Cinezik : D'où vous vient ce désir de restaurer les films de Jacques Tati et comment vous procédez ?
Macha Makeieff : On se bat avec Jérôme pour que les films soient restaurés mais aussi pour que l'art de Jacques Tati soit redécouvert en insistant beaucoup sur la modernité de ce cinéaste et sur sa beauté plastique. Dans l'actualité, il y a eu cette exposition à la Cinémathèque française où j'ai eu le plaisir de faire la scénographie. Et puis on essaie d'avoir une ligne éditoriale des films, sans précipitation, en demandant aux artistes de s'exprimer sur ce que Tati représente pour eux. Ce qui m'importe de montrer, c'est qu'on peut travailler sur une oeuvre comique, sans oublier l'élégance et la beauté.
Jerôme Deschamps : Tati, homme de Music-Hall avant d'être un homme de cinéma, doutait tout le temps sur ses films, il a fait des versions différentes de chacun de ses films. Pour la présentation des VACANCES DE MONSIEUR HULOT, il s'agit en premier lieu de présenter la dernière version que Tati a voulu, la dernière qu'il a aimé.
M.M : Cette restauration ne vient pas comme une restauration solennelle d'un monument du patrimoine mais s'inscrit exactement dans le "Working progress" qu'aimait Tati, c'est à dire revenir sur les films sans arrêt, les améliorer artistiquement, mais lui qui était fou de technologie, il aurait été heureux de voir la qualité du son aujourd'hui, au plus près de ce qu'il a rêvé. Jamais nous ne prenons la moindre liberté. Nous sommes au plus près de la version qu'il a défendue. Mais c'est vrai que la technologie fait de telle progrès et que Tati était fou de cela.
J.D : La restauration, ce n'est pas monter le film dans un autre sens parce que je trouve cela mieux aujourd'hui alors que le cinéaste a disparu. Ce serait scandaleux. Il s'agit d'un travail technique, complèxe, qui exige une déontologie d'une certaine façon.
M.M : Ca va être un été Tati ! On aime bien cette coincidence avec la sortie du film restauré le 1er juillet et les vacances, dans la perspective d'une sensualité des tons, avec ce noir et blanc fabuleux.
On sait que Tati travaillait minutieusement les bandes sonores de ses films...
J.D : En effet, il joue avec le sons, il nout met un son très proche d'un élément lointain, il y a tout un vocabulaire sonore extraordinaire.
M.M : Il y a une conception d'architecture du son. Il déplace les sons. Il surprend notre oreille, donc il surprend notre regard. il y a une science de ce qui se passe avec le regard lorsque le son est déplacé. Il a une maitrise et une fantaisie de la spatialité. Il n'est pas dans le réalisme. Il réinvente les sons. Dans LES VACANCES DE MONSIEUR HULOT, il y a un raffinement où chaque objet a une identité, non seulement le personnage mutique qui exprime des choses par son corps, sa voiture, la partie de ping pong, et des surprises sonores sur les discours à la plage, en s'amusant de la solennité politique. Le son raconte cette époque proche de la guerre, époque vue par le regard d'un poète.

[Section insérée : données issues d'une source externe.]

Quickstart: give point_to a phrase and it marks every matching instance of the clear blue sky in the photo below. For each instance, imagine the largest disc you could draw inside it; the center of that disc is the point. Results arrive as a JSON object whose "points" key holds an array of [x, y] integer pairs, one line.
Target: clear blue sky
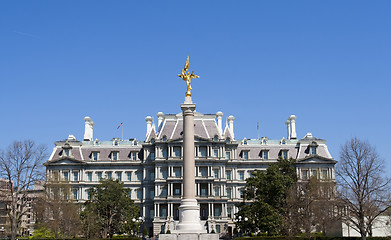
{"points": [[327, 62]]}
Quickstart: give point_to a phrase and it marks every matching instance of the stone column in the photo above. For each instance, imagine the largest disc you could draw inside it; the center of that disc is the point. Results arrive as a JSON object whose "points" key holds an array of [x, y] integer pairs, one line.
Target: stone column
{"points": [[189, 211]]}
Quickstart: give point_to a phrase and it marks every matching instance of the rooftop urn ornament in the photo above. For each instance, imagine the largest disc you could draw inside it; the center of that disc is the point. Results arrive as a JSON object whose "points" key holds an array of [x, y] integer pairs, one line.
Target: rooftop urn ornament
{"points": [[187, 76]]}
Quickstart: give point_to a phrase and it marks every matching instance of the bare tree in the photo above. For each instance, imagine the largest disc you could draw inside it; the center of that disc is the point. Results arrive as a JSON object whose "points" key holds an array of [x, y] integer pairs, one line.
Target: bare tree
{"points": [[363, 188], [20, 165]]}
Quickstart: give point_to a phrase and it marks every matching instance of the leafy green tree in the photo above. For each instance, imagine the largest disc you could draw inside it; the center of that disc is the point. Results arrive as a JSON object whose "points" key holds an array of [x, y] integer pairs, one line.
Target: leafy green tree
{"points": [[265, 194], [109, 210]]}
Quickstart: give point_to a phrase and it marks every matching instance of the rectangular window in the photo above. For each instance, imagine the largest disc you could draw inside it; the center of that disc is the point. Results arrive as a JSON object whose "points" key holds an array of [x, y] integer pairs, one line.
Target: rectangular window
{"points": [[177, 151], [66, 152], [245, 155], [324, 174], [114, 156], [304, 174], [75, 176], [75, 193], [204, 171], [164, 153], [241, 175], [217, 192], [202, 151], [229, 193], [177, 172], [215, 153], [66, 177], [265, 155], [285, 154], [313, 150], [228, 173], [216, 173], [95, 156]]}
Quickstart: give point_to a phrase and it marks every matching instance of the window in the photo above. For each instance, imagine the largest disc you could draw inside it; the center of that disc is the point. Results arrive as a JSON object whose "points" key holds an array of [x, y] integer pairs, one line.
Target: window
{"points": [[216, 173], [152, 156], [217, 191], [75, 193], [177, 151], [177, 172], [202, 151], [313, 150], [95, 156], [228, 174], [67, 152], [177, 189], [164, 153], [265, 154], [314, 173], [140, 194], [229, 212], [304, 174], [241, 175], [75, 176], [204, 171], [229, 192], [66, 177], [114, 156], [215, 153], [324, 174], [245, 155]]}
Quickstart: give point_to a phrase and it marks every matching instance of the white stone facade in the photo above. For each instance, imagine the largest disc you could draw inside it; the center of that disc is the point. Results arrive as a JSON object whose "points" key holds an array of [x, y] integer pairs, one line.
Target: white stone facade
{"points": [[152, 168]]}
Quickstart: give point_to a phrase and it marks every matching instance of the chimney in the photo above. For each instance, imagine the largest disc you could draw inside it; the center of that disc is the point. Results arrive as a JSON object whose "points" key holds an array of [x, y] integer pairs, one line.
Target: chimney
{"points": [[292, 119], [288, 126], [149, 119], [88, 130], [220, 122], [231, 124], [160, 119]]}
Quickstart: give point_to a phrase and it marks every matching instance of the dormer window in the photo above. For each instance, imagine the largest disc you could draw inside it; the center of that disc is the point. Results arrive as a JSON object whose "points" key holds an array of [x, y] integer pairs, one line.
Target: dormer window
{"points": [[313, 148], [265, 154], [114, 156]]}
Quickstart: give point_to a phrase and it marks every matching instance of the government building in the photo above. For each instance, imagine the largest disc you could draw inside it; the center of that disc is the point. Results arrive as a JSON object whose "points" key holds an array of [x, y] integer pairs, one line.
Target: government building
{"points": [[152, 168]]}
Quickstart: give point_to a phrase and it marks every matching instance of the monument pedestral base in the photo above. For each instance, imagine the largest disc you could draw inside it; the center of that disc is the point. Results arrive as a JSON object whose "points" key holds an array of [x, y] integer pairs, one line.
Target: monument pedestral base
{"points": [[189, 236], [189, 218]]}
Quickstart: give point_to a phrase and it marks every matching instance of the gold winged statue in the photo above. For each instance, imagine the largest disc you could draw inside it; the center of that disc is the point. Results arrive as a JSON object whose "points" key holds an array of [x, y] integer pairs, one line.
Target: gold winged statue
{"points": [[187, 77]]}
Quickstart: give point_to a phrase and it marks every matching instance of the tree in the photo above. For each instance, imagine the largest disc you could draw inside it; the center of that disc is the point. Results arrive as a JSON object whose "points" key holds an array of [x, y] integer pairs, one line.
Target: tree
{"points": [[109, 210], [21, 166], [56, 211], [363, 188], [265, 196]]}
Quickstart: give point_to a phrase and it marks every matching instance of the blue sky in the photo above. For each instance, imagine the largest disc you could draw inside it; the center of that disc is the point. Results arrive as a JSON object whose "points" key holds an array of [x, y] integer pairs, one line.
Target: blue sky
{"points": [[327, 62]]}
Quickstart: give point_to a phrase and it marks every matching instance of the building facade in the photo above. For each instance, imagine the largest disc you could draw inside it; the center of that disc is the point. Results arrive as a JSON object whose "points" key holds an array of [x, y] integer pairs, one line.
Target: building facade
{"points": [[152, 168]]}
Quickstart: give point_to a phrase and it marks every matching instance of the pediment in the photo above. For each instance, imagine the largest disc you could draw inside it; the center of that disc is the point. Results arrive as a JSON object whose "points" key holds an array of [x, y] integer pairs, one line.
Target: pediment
{"points": [[64, 161]]}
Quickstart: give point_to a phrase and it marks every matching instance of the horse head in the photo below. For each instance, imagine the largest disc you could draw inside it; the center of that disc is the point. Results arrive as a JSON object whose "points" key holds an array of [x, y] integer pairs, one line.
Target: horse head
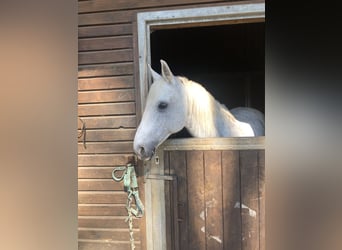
{"points": [[164, 114]]}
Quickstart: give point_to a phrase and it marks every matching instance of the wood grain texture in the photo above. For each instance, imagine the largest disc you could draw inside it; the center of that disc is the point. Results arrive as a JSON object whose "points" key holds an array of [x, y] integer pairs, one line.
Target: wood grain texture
{"points": [[99, 185], [106, 56], [104, 222], [102, 197], [104, 30], [127, 108], [108, 17], [103, 160], [102, 210], [109, 135], [213, 200], [178, 160], [197, 212], [100, 70], [249, 198], [108, 122], [107, 234], [105, 43], [261, 183], [106, 148], [231, 195], [105, 245], [120, 95]]}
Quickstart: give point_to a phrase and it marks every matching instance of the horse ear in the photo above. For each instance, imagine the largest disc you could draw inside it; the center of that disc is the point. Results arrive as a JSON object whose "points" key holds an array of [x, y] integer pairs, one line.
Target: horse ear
{"points": [[166, 72], [155, 75]]}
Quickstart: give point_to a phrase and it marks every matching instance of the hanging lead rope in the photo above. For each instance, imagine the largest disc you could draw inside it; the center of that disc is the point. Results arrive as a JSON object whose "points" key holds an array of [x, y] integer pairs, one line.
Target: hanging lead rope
{"points": [[131, 187]]}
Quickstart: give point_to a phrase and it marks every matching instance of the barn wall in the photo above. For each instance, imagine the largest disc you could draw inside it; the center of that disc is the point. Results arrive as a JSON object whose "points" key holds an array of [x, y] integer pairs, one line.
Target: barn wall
{"points": [[107, 106]]}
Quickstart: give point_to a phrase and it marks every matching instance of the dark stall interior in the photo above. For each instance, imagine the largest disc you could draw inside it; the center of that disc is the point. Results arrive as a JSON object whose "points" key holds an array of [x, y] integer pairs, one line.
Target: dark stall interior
{"points": [[228, 60]]}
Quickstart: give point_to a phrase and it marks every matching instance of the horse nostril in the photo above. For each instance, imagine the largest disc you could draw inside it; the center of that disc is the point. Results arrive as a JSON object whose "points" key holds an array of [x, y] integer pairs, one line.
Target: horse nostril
{"points": [[141, 150]]}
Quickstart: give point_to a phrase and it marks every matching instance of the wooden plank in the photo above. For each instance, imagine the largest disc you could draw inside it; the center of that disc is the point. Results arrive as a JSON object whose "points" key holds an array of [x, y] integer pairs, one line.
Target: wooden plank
{"points": [[102, 210], [102, 197], [127, 108], [106, 147], [105, 245], [108, 17], [169, 219], [114, 69], [107, 135], [213, 200], [261, 178], [99, 185], [231, 195], [108, 122], [105, 30], [104, 160], [178, 163], [102, 83], [249, 199], [105, 222], [105, 43], [95, 172], [106, 56], [105, 5], [107, 234], [195, 179], [121, 95]]}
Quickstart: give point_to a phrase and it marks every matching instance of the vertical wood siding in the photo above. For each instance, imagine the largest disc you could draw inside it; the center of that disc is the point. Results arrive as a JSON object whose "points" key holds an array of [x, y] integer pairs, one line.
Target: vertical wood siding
{"points": [[220, 199]]}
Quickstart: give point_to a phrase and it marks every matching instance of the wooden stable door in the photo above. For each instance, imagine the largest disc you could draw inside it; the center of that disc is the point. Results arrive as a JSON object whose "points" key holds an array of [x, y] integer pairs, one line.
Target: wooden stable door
{"points": [[216, 200]]}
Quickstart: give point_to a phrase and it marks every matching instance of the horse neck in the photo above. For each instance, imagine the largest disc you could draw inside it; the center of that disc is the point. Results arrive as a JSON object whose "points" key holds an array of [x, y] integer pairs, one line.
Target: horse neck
{"points": [[205, 114]]}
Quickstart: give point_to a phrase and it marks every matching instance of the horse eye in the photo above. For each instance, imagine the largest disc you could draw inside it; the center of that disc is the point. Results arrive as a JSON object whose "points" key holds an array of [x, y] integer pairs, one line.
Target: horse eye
{"points": [[162, 105]]}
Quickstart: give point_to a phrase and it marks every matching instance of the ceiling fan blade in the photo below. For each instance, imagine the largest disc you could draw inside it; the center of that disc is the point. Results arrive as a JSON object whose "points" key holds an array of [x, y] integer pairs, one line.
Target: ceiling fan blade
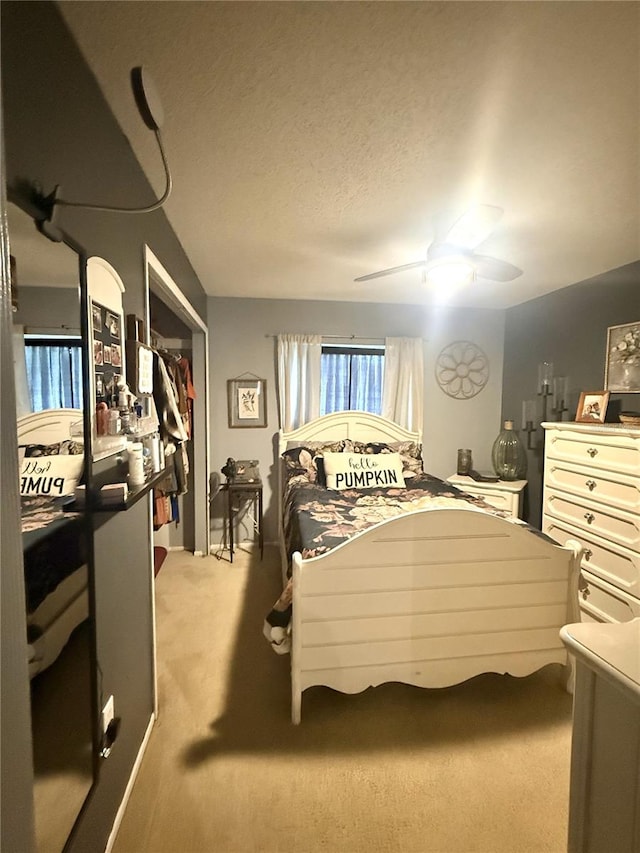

Et quel est le travail sur la restauration du son pour restituer toute cette science de l'espace sonore ?
M.M : Il y a des indications de Tati tellement précises, il ne laissait rien au hasard. Il y a donc des cahiers qui contiennent la mécanique des sons, leur placement... il suffisait de garder cette architecure à l'esprit, avec la restitution d'une certaine qualité du son, comme avec l'image et la lumière.
J.D : Tous les moyens de diffusion ont changé en plusieurs dixaines d'année, le son est diffusé autrement, la chaine du son est différente. On a donc nettoyé des défauts ininteressants. La ronflette dans la scène du restaurant n'avait aucun intérêt. Est-ce que Tati a souhaité ce bruit ? Certainement pas. C'est juste un défaut. Si Tati avait eu la capacité de le faire disparaitre il l'aurait fait.
M.M : C'est comme si on enlevait la poussière, comme si on soufflait dessus. Alors techniquement cela est plus raffiné. L'idée n'est pas d'intervenir mais de laisser faire le mouvement technologique.
Qu'en est-il de la musique ?
J.D : Elle n'a pas du tout bougé évidemment, mais elle est plus belle à entendre, elle a pris plus de force, de clarté. On n'a pas changé les équilibres. C'est un peu comme si on avait débouché le film.